一通り見ているとサンプルの色を見せてくれる。
ルイスに似合うのはあるかな?
「・・・それで、こちらが新作となっております。」
と、流行りのピンクがかった口紅を見せてくれた。
おっと、早速あったのかな?
・・・おぉ、ルイスに似合いそうな色だ。
念の為に毒スキルを使う。
青い光だ。
これは大丈夫な様だ。
夜の為にも買っておこうかな。
そう言えば、ルイスも年頃の女の子なんだよな。
化粧品の一つや二つ・・・これぐらいなら贅沢じゃないよね!
【これを貰おうかな。】
「ありがとうございます。」
カウンターに行くと丁寧に聞かれる。
「贈り物用にお包み致しますか?」
そう言われたので、断って代金を支払いそのままの状態で受け取った。
「ありがとうございましたー!」
お礼を聞きながら店を出て口紅をバックパックにしまう。
良い買い物が出来たと中央の噴水の辺りまで来るとガシと肩を掴まれた。
「やっと見つけたわ!」
この声は・・・!
【ミカ!ミカじゃないか!元気そうだね!】
「元気そうだねじゃないわよ!約束を忘れてないわよね?」
【今は忙しいからまた今度ね。】
そう答えてミカの前から立ち去ろうとする。
「ちょ、待ちなさいよ!」
しばらく人ごみをスルスルと進んで行くとミカの姿が見えなくなっていた。
【ごめんね、ミカ。今日は忙しいんだ。】
と、言っていたら、人ごみを強引にかき分けてミカが近づいてくる。
「逃がさないわよ!」
あれまぁ、今日は厄日だ。
『アリステリア様』これも試練でしょうか?
と、祈っているうちに左手を掴まれた。
「これで逃げられないわよね?」
【分かったよ。君のしつこさには参った。降参だ。でも今日は用事がいっぱいあってな、また今度っていう事で頼むよ。】
「ちょ、それで逃げれると思わないでよね!せめてアンタの泊まっている宿屋を教えなさい!」
【また今度って事で!】
かまわず引きずって歩く。
「どんな力してんのよ!?とにかく放さないからね!」
ミカが両手でしがみ付いて来る。
っく、周りからの『痴話喧嘩なら他所でやれよ!』という視線が痛い!
【わーったよ!案内するから、引っ張るな!参った、降参!一緒に行こう!】
「分かれば良いのよ、分かれば。でも手は離さないわよ?」
【っち。

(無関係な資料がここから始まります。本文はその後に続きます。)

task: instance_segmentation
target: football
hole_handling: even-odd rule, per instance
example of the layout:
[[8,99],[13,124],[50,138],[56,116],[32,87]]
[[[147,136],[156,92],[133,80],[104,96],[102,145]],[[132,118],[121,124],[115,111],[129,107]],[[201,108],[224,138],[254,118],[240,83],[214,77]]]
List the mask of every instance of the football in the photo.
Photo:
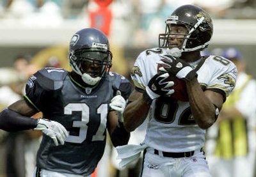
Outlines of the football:
[[174,82],[174,86],[172,86],[174,93],[170,97],[176,100],[188,102],[188,95],[185,81],[173,75],[170,73],[169,75],[168,80]]

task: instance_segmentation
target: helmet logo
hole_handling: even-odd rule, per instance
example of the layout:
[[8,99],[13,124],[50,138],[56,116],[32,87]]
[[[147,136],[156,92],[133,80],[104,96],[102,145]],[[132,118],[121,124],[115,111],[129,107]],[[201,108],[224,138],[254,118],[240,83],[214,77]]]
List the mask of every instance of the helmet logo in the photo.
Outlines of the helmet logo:
[[201,17],[204,17],[204,21],[205,21],[209,24],[211,24],[212,19],[211,19],[210,16],[208,14],[206,14],[204,12],[200,12],[196,15],[196,18],[200,19]]
[[69,44],[72,46],[74,46],[76,43],[77,42],[79,39],[79,35],[77,34],[75,34],[71,38],[70,43]]
[[100,48],[100,49],[104,49],[105,50],[108,50],[108,45],[105,43],[96,43],[96,42],[93,42],[92,48]]

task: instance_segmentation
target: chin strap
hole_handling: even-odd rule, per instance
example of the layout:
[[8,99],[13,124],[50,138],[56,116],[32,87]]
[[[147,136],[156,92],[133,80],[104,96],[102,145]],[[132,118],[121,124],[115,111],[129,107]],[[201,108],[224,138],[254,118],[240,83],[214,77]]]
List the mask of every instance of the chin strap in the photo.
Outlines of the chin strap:
[[101,79],[101,77],[92,77],[89,74],[84,73],[82,75],[83,81],[88,85],[94,86],[96,85]]

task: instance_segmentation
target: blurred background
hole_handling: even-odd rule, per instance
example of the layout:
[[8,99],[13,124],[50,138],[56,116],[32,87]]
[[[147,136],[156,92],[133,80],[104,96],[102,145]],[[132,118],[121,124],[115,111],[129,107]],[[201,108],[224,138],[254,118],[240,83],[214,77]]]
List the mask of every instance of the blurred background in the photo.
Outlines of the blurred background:
[[[0,108],[22,96],[26,79],[37,70],[70,70],[68,42],[83,27],[96,27],[108,35],[112,70],[129,77],[139,53],[157,47],[165,19],[184,4],[199,5],[212,18],[214,34],[204,54],[221,55],[224,49],[236,47],[255,77],[255,0],[0,0]],[[144,130],[138,130],[142,137],[131,141],[142,141]],[[0,177],[32,176],[40,138],[29,131],[1,131]],[[99,165],[95,176],[137,176],[136,165],[120,169],[113,154],[108,144],[102,161],[109,165]]]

】
「あー!今、舌打ちしたわね!とっとと教えなさいよね!」
【ドワーフってみんなこうなのかよ!?】
「鍛冶の事になると皆こうよ!」
そんな事を言い合いながら宿屋へ向かうのだった。
ここまでお読みくださってありがとうございます。
次話 三人でお買い物(仮 でお会いしましょう。
今週中にもう一本行けそうです。
今後共よろしくお願いいたします。
それではおやすみなさい。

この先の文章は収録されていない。